Come visit JEANNIE and check it out at http://www.k9soa.net
 

DavidL

Senior Member
kyham, did you build or buy the motor driven tower? sound like a good sized project. U got some pics or drawings? Not needed for me, but I can always appreciate an over and above effort!
 

philfry41

Member
OK. Exactly where I hoped the this thread would go!! Thanks to all so far!

Establishing the lighting approach seems to be the first step on my critical path. Steve and/or DavidL - can you please help me resolve an area of conflict in my understanding? If the ELK (or some other DIY friendly controller) can control a hardwired lighting implementation then what do I need with the "brain" of a lighting controller? If I am willing to pay for the wiring (CAT5 to every outlet for example) can I simply use those wires to control switches made for this type of control? There's some problem here with the way I am viewing things and it's driving me nuts! :unsure:
 

Steve

Senior Member
I unfortunately do not have hardwire and as such am not expert but I will try to help the best I can. Others will jump in I'm sure.

There are mainly 2 different types of hardwire systems. There is the one like Centralite Litejet where you go from your electrical panel to the LiteJet control panel. Then you have your high voltage going to the loads/lights only and low voltage Cat5 to the switches/programmer. You have no 120V cables in the walls going to switches. The switches are simple low volatge control points sending signals back to the central controller.
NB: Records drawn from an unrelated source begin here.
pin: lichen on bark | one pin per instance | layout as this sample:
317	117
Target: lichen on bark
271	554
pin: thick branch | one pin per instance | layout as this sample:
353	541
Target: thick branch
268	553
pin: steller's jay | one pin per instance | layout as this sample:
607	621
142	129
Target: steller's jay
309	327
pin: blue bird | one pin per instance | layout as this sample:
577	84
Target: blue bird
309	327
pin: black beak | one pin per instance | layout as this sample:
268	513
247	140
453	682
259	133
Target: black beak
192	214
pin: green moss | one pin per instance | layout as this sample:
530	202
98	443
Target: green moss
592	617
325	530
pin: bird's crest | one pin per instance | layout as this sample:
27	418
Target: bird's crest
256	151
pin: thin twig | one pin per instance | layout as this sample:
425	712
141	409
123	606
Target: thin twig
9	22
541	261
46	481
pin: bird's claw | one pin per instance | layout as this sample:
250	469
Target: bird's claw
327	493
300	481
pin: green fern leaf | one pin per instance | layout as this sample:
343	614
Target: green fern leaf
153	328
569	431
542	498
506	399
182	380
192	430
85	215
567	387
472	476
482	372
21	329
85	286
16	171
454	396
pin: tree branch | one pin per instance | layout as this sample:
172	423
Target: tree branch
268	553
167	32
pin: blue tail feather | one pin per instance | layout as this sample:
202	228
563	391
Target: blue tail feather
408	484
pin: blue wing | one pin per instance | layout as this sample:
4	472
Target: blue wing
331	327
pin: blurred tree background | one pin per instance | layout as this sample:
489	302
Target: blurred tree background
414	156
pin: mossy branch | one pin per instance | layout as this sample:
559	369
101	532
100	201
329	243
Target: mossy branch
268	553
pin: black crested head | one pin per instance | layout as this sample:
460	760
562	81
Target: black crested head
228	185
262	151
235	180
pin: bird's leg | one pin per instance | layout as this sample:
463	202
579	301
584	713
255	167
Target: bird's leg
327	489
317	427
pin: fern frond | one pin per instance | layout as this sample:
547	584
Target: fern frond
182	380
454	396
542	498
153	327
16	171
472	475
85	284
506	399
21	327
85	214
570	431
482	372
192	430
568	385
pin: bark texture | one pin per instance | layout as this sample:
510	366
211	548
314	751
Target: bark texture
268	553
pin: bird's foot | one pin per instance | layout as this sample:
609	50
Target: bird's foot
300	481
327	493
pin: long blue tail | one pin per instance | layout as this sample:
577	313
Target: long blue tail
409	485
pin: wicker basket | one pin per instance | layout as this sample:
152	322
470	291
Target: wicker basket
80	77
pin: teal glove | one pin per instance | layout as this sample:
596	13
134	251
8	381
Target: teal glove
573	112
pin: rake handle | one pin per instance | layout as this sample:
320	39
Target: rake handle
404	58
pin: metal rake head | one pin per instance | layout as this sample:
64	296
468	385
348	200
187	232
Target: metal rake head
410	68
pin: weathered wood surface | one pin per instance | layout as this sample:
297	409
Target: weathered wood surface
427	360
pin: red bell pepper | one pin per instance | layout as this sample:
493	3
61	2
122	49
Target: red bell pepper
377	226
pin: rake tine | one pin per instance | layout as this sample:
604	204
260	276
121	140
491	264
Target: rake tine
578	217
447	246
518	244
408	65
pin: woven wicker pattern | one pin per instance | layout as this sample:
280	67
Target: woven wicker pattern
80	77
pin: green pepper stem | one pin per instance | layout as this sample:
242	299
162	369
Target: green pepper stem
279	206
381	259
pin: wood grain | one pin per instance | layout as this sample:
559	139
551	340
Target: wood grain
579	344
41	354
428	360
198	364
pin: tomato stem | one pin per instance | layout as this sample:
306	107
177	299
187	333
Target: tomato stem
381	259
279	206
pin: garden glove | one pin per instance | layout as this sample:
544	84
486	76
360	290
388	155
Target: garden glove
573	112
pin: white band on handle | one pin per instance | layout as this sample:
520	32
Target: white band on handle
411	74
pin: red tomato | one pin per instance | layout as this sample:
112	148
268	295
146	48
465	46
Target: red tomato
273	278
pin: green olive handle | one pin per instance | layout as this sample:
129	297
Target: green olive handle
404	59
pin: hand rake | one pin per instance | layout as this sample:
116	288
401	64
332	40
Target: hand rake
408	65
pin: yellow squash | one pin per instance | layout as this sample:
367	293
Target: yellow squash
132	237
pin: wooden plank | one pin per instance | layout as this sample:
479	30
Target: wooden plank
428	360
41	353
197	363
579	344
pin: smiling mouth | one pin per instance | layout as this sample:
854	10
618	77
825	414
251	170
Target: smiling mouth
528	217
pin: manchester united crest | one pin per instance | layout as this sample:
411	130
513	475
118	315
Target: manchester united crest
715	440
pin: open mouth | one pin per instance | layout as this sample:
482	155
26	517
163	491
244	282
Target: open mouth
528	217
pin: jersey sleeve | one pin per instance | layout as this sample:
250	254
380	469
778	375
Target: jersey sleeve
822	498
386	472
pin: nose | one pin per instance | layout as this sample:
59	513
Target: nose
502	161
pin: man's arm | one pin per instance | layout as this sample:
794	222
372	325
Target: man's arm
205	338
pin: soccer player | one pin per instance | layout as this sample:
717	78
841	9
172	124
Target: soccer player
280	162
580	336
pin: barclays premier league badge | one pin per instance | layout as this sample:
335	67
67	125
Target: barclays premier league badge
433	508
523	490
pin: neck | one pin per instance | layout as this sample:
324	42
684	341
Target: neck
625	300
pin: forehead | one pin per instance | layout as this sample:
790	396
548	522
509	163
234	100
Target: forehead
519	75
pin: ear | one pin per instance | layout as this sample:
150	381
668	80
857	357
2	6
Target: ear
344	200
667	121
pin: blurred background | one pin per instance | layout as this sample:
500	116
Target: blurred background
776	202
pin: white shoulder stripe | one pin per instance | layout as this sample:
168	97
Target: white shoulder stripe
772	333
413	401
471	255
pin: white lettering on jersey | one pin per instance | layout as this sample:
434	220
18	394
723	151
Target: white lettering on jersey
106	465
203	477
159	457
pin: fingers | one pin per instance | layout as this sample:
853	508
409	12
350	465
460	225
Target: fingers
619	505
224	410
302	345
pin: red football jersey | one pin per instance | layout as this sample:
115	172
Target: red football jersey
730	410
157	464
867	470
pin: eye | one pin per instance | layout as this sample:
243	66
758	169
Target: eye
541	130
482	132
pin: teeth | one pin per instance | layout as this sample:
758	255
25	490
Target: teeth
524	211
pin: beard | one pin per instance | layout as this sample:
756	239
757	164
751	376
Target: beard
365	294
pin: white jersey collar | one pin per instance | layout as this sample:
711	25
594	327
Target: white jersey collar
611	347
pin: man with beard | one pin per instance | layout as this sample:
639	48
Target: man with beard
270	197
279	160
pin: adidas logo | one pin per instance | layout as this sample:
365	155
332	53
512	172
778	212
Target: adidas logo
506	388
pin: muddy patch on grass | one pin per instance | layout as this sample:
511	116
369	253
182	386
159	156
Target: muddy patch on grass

The Elk can be hooked up to the central controller as well and control the loads just as the switches would.

Other types such as the EDT iline stuff uses traditional wiring and their switches have the regular highvolatge AC leads in addition to Cat5 connectors that daisy chain together. The Cat5 then goes to a controller. The Elk fits in pretty much the same way.

There are pros and cons to both types. Some argue you are better off with an EDT like setup in case the main controller goes out or is discontinued, etc, you can just put manual switches in and be usuable whereas if you just have cat5 in your switchboxes, you are stuck with this automated scenario. Either way, the Elk just connects to these guys serially to control them, but still requires their controllers to make the lights work. Some systems may have their own automation built in but if it is not hooked up to the Elk you will not be able to control your lighting based on events available to the Elk, like turn a light on when a certain door is opened, turn on all lights in alarm condition, etc.

You would have to do more research on the different types to see what you are more comfortable with. Hope this helped a little anyway.